VISReg

Summary

VISReg is the Variance-Invariance-Sketching Regularization method introduced by VISReg: Variance-Invariance-Sketching Regularization for JEPA training. It is a visual self-supervised learning regularizer that keeps the LeJEPA/SIGReg goal of matching embeddings to an isotropic Gaussian-like distribution, but decouples regularization into variance/scale, Sliced-Wasserstein shape matching, and center losses.

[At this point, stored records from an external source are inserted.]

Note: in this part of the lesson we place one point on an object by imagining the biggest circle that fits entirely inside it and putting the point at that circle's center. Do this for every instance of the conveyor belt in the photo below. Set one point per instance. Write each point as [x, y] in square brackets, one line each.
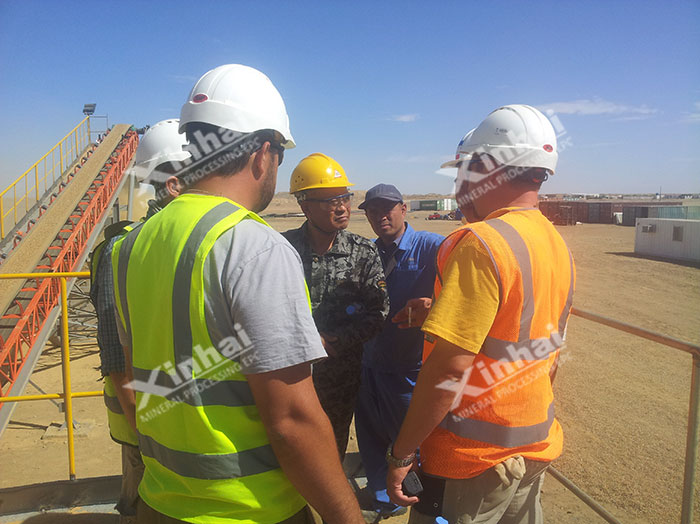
[25, 257]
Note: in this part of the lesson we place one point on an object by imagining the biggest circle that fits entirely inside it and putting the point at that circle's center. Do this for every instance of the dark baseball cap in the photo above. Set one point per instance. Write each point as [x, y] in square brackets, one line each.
[382, 192]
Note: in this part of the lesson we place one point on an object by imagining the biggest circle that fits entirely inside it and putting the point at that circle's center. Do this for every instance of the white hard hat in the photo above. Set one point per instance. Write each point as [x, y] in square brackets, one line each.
[461, 155]
[238, 98]
[515, 135]
[160, 143]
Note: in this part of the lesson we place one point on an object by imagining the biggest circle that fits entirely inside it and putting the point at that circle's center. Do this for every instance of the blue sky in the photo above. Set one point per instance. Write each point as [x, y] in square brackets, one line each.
[387, 89]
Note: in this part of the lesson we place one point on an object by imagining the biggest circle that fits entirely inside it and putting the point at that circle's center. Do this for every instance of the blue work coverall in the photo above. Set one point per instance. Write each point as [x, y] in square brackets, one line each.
[392, 359]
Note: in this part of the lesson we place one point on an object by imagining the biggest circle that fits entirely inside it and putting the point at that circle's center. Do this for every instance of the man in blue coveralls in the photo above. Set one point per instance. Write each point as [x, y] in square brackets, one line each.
[392, 359]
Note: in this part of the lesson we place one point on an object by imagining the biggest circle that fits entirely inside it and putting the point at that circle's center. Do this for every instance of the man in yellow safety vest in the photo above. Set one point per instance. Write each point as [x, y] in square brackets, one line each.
[215, 313]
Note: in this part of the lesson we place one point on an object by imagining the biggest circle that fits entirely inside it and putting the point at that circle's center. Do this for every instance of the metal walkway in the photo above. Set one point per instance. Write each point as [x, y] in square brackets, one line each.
[70, 218]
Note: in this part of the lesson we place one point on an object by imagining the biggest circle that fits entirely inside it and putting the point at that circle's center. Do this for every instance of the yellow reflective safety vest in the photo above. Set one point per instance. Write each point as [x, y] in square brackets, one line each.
[119, 428]
[507, 404]
[206, 453]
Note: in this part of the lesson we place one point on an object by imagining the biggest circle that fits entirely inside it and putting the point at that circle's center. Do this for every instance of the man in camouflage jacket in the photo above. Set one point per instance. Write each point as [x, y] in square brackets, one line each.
[346, 286]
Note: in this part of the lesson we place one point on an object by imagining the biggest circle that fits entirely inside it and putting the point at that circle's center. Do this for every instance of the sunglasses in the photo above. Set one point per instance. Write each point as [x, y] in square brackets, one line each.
[333, 202]
[280, 152]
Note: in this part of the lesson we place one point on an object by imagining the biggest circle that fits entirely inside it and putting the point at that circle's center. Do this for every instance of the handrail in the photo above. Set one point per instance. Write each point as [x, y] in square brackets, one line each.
[70, 148]
[693, 418]
[67, 394]
[693, 349]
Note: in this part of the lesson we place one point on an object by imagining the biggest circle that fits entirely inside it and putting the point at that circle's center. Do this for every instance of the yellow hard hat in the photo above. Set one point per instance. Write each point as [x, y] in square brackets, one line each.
[316, 171]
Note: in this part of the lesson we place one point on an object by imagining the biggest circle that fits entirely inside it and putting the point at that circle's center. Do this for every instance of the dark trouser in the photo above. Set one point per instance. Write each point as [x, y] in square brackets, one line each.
[337, 384]
[381, 407]
[485, 499]
[147, 515]
[132, 473]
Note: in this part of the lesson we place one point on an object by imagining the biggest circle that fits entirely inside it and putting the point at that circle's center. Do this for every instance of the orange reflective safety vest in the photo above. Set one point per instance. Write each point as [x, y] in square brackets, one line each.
[507, 404]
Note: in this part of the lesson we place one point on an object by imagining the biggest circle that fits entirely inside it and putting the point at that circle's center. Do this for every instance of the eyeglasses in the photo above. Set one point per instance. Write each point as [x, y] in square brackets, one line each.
[333, 202]
[379, 210]
[280, 152]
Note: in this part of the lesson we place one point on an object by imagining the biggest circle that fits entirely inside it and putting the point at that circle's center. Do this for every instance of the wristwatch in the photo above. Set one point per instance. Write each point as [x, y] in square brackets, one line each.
[396, 462]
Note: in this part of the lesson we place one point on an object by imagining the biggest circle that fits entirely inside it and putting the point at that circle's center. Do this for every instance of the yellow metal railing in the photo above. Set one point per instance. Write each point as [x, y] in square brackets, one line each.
[23, 193]
[67, 394]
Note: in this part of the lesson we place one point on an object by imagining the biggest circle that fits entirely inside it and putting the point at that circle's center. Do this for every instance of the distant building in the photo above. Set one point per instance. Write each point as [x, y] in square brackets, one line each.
[439, 204]
[668, 238]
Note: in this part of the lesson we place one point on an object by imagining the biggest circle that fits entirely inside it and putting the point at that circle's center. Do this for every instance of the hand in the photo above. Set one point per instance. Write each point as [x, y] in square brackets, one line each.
[328, 340]
[394, 478]
[414, 313]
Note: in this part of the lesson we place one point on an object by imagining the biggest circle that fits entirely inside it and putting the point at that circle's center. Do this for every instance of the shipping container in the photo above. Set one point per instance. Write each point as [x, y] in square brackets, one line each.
[423, 205]
[580, 211]
[668, 238]
[630, 214]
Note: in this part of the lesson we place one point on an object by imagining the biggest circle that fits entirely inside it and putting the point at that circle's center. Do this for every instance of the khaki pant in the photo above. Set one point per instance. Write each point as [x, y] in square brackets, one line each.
[132, 472]
[484, 499]
[147, 515]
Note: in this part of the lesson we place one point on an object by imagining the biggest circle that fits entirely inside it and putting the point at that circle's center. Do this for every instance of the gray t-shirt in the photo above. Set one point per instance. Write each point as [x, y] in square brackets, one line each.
[255, 291]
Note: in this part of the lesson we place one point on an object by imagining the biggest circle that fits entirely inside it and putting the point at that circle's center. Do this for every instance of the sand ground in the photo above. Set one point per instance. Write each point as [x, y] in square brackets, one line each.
[622, 401]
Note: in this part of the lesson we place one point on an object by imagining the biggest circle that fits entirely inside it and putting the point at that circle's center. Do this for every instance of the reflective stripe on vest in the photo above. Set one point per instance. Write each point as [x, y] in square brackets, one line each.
[201, 436]
[119, 428]
[507, 403]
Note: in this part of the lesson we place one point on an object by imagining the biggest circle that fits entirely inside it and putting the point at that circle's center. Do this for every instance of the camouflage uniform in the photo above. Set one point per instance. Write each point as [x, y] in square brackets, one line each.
[349, 301]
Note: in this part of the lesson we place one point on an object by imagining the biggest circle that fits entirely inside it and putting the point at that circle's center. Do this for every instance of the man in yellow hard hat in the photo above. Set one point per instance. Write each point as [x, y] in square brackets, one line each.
[346, 284]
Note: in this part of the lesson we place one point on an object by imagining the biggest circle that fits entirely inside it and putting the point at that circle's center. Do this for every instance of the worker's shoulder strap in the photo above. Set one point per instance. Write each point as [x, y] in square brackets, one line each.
[113, 230]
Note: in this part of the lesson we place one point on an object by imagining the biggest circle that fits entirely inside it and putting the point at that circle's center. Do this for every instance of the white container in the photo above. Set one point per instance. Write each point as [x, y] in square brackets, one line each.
[668, 238]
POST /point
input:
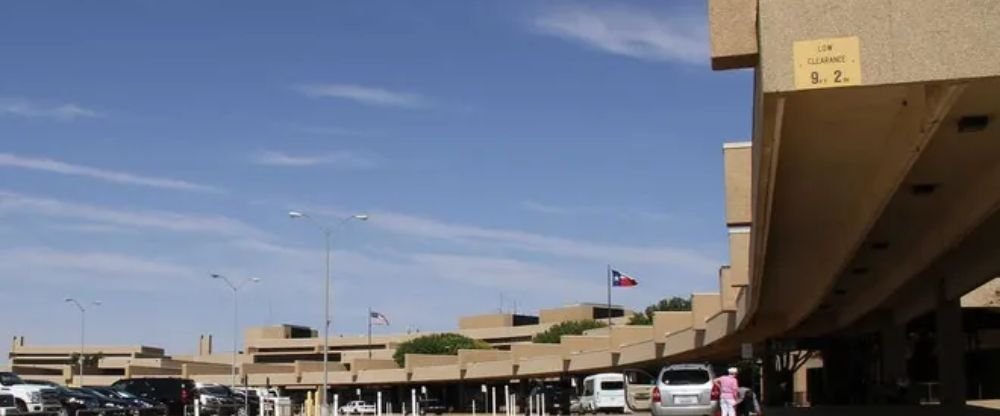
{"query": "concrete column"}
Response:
(950, 338)
(893, 348)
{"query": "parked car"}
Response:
(603, 393)
(32, 398)
(677, 390)
(74, 403)
(107, 406)
(139, 406)
(358, 407)
(218, 400)
(557, 400)
(428, 405)
(7, 405)
(174, 393)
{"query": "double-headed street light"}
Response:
(327, 233)
(236, 313)
(83, 328)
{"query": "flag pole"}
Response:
(369, 332)
(609, 297)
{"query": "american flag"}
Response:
(377, 318)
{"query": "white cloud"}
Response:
(404, 224)
(365, 95)
(90, 268)
(570, 211)
(60, 112)
(14, 203)
(341, 159)
(55, 166)
(640, 34)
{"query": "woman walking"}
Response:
(729, 392)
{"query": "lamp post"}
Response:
(236, 314)
(83, 328)
(327, 233)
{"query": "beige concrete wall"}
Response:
(193, 369)
(727, 290)
(737, 163)
(569, 313)
(623, 335)
(428, 360)
(739, 256)
(578, 343)
(703, 306)
(526, 351)
(900, 42)
(493, 320)
(665, 323)
(308, 366)
(362, 364)
(733, 28)
(469, 356)
(985, 295)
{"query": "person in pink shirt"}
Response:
(729, 392)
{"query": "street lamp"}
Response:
(327, 232)
(83, 327)
(236, 313)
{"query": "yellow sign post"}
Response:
(827, 63)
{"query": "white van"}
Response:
(603, 392)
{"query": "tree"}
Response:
(666, 304)
(437, 344)
(554, 334)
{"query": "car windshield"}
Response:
(215, 390)
(612, 385)
(10, 379)
(685, 377)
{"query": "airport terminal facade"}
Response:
(861, 213)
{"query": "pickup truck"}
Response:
(358, 407)
(29, 398)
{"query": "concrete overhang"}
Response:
(449, 372)
(593, 360)
(858, 104)
(542, 366)
(386, 376)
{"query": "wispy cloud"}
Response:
(340, 159)
(55, 166)
(571, 211)
(422, 227)
(363, 94)
(12, 203)
(641, 34)
(30, 109)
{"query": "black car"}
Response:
(219, 400)
(140, 406)
(557, 399)
(174, 393)
(106, 405)
(75, 403)
(428, 405)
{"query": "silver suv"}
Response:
(678, 390)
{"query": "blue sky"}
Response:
(499, 147)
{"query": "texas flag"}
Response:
(619, 279)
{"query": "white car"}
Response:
(7, 405)
(29, 398)
(357, 407)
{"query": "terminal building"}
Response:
(863, 227)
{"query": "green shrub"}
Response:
(553, 334)
(437, 344)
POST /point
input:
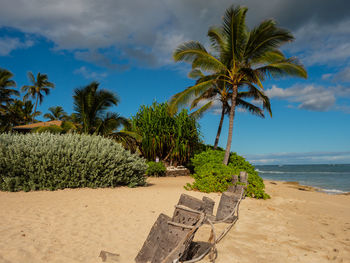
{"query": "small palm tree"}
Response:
(56, 113)
(241, 56)
(39, 86)
(6, 92)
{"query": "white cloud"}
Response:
(89, 74)
(8, 44)
(148, 31)
(343, 75)
(310, 97)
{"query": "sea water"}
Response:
(330, 178)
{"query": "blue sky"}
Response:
(127, 47)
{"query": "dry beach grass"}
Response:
(74, 225)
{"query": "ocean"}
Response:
(329, 178)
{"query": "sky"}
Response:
(127, 46)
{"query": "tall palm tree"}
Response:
(91, 104)
(56, 113)
(17, 112)
(241, 56)
(6, 83)
(222, 94)
(39, 86)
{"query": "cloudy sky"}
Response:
(127, 46)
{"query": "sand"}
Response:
(74, 225)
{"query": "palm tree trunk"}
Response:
(36, 104)
(220, 127)
(230, 129)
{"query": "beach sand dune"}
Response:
(74, 225)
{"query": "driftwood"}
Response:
(156, 236)
(171, 239)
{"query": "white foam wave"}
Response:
(333, 191)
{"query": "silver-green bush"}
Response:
(52, 161)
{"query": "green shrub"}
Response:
(212, 176)
(172, 138)
(156, 169)
(39, 161)
(51, 129)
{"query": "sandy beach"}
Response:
(74, 225)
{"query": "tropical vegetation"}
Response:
(211, 175)
(156, 169)
(51, 161)
(56, 113)
(39, 86)
(243, 58)
(171, 138)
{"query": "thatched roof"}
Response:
(37, 124)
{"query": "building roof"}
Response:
(37, 124)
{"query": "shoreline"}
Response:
(302, 187)
(74, 225)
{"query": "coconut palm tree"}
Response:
(241, 56)
(91, 104)
(17, 112)
(39, 86)
(56, 113)
(6, 83)
(220, 93)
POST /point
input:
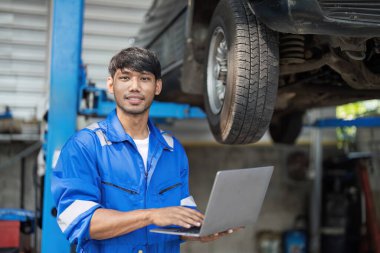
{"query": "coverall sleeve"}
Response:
(75, 189)
(186, 199)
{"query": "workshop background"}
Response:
(319, 172)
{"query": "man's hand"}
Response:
(177, 215)
(210, 238)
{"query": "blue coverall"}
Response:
(100, 167)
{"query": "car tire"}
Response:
(285, 129)
(241, 74)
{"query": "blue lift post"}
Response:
(64, 85)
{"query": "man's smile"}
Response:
(134, 99)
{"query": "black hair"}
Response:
(136, 59)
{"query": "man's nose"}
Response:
(135, 84)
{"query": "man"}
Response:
(118, 178)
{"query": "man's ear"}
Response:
(158, 87)
(110, 84)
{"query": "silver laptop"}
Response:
(235, 201)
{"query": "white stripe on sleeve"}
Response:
(77, 208)
(189, 201)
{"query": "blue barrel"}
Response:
(294, 241)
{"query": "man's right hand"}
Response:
(176, 215)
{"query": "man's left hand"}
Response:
(210, 238)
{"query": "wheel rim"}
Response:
(217, 66)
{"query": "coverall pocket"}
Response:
(120, 197)
(170, 194)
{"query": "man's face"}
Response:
(133, 91)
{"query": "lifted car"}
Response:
(254, 64)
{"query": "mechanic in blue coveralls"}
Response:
(118, 178)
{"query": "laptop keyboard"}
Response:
(192, 230)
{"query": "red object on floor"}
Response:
(9, 234)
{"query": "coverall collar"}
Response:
(116, 133)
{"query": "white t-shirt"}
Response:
(143, 148)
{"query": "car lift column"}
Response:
(66, 48)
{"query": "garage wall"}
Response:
(285, 198)
(368, 140)
(25, 47)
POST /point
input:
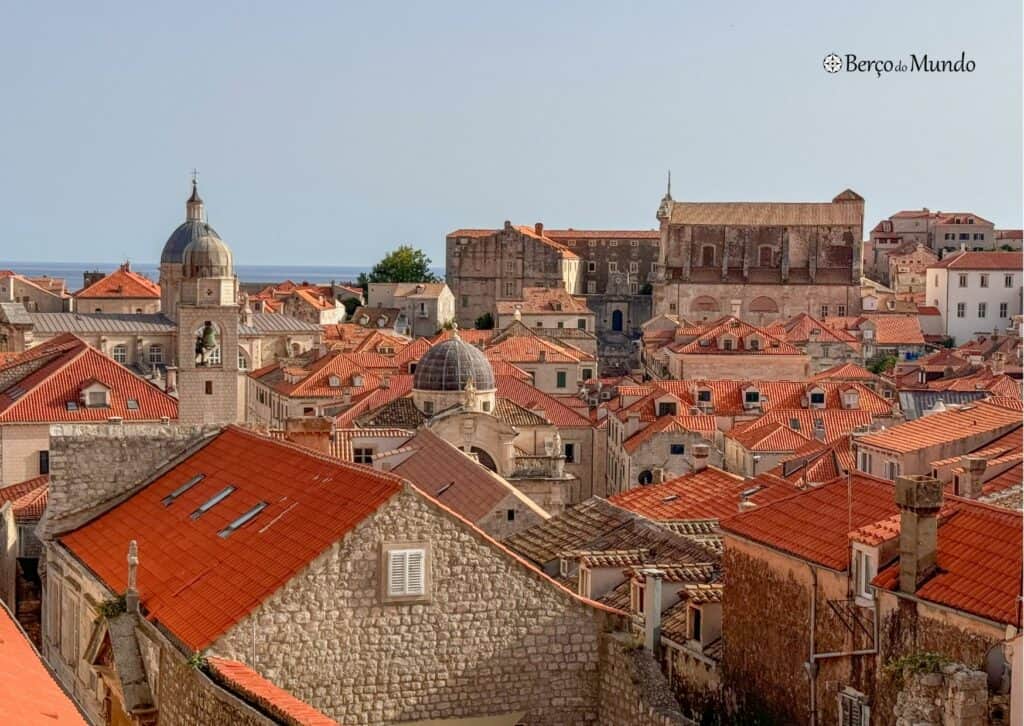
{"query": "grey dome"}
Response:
(207, 256)
(186, 233)
(449, 366)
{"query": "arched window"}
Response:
(708, 256)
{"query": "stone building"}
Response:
(123, 291)
(761, 257)
(483, 266)
(418, 614)
(428, 306)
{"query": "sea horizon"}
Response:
(73, 272)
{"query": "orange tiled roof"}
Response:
(42, 392)
(979, 562)
(981, 260)
(943, 427)
(253, 687)
(28, 499)
(814, 524)
(710, 494)
(199, 584)
(121, 284)
(519, 391)
(670, 424)
(29, 693)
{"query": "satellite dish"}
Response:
(997, 670)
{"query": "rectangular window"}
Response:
(363, 456)
(407, 572)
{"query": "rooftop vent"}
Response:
(212, 502)
(169, 499)
(238, 523)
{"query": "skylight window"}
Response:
(169, 499)
(238, 523)
(212, 502)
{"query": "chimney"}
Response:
(700, 454)
(652, 608)
(314, 433)
(919, 499)
(971, 480)
(131, 592)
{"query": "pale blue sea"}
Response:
(72, 271)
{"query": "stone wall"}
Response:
(954, 696)
(90, 464)
(495, 636)
(634, 691)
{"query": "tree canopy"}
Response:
(401, 265)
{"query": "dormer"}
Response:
(668, 404)
(95, 394)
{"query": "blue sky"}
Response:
(329, 132)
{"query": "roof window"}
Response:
(212, 502)
(169, 499)
(238, 523)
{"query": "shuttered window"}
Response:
(407, 572)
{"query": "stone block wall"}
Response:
(634, 691)
(494, 635)
(90, 463)
(954, 696)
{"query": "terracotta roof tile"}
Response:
(814, 524)
(58, 370)
(710, 494)
(30, 694)
(254, 688)
(199, 584)
(978, 562)
(121, 284)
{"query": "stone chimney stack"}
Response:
(131, 592)
(700, 454)
(652, 608)
(972, 479)
(919, 499)
(312, 433)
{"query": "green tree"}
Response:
(402, 265)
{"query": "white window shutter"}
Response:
(396, 572)
(415, 582)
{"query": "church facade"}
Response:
(755, 260)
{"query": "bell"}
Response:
(209, 337)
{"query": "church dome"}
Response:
(207, 256)
(449, 366)
(188, 231)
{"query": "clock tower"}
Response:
(208, 334)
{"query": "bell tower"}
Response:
(208, 335)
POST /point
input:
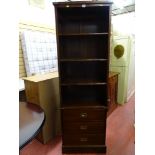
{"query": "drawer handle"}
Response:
(83, 115)
(83, 139)
(83, 127)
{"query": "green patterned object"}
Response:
(118, 51)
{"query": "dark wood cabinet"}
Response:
(83, 40)
(112, 92)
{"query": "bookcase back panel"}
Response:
(87, 19)
(84, 71)
(84, 94)
(84, 47)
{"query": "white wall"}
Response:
(123, 24)
(32, 14)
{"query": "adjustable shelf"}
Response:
(79, 105)
(83, 34)
(81, 59)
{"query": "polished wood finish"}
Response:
(83, 36)
(43, 90)
(120, 137)
(31, 119)
(112, 91)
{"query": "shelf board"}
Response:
(82, 82)
(80, 104)
(84, 34)
(82, 59)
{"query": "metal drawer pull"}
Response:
(83, 115)
(83, 127)
(83, 5)
(83, 139)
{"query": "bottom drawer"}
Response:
(91, 139)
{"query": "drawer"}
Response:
(89, 114)
(84, 127)
(84, 139)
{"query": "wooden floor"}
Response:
(119, 137)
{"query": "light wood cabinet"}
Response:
(43, 90)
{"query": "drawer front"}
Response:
(84, 139)
(84, 127)
(96, 114)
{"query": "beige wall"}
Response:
(34, 27)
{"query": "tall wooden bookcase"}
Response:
(83, 38)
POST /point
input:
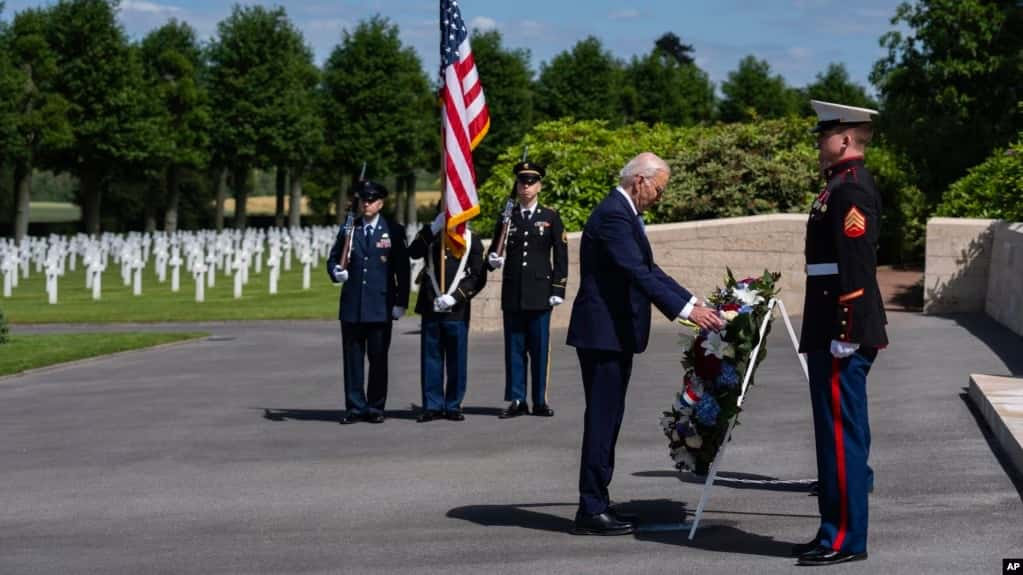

The method matters to this wiki because it is a current pressure test of the SIGReg branch used by LeNEPA: VISReg argues that SIGReg-type regularization can scale, while also claiming that vanilla SIGReg has weak gradients when embeddings have already collapsed.

Method Contract

  • Input surface: augmented image views in a visual SSL recipe.
  • Backbones: released ViT-B/16 and ViT-L/14 checkpoints; the paper also analyzes smaller ImageNette stress tests.
  • Objective family: LeJEPA-style multi-view invariance/prediction plus explicit embedding regularization.
  • Regularizer: scale/variance loss, Sliced-Wasserstein shape loss over random 1D projections, and center loss.
  • Target distribution: isotropic Gaussian-like embedding geometry, inherited from the LeJEPA/SIGReg line but implemented through quantile-matching slices.
  • Evidence: collapse-gradient simulation, low-quality-data stress tests, ImageNet-1K and ImageNet-22K pretraining, OOD image classification, transfer learning, segmentation, and generation guidance.
  • Boundary: no numeric time-series, event-stream, action, control-input, intervention, or counterfactual rollout evidence.

Official Artifacts

The repository and Hugging Face model card list ViT-B/16 and ViT-L/14 ImageNet-1K checkpoints and state CC BY-NC 4.0 terms for code and pretrained weights.

Relation To LeNEPA

VISReg should be tracked as a possible next regularizer variant for LeNEPA experiments, not as direct time-series evidence.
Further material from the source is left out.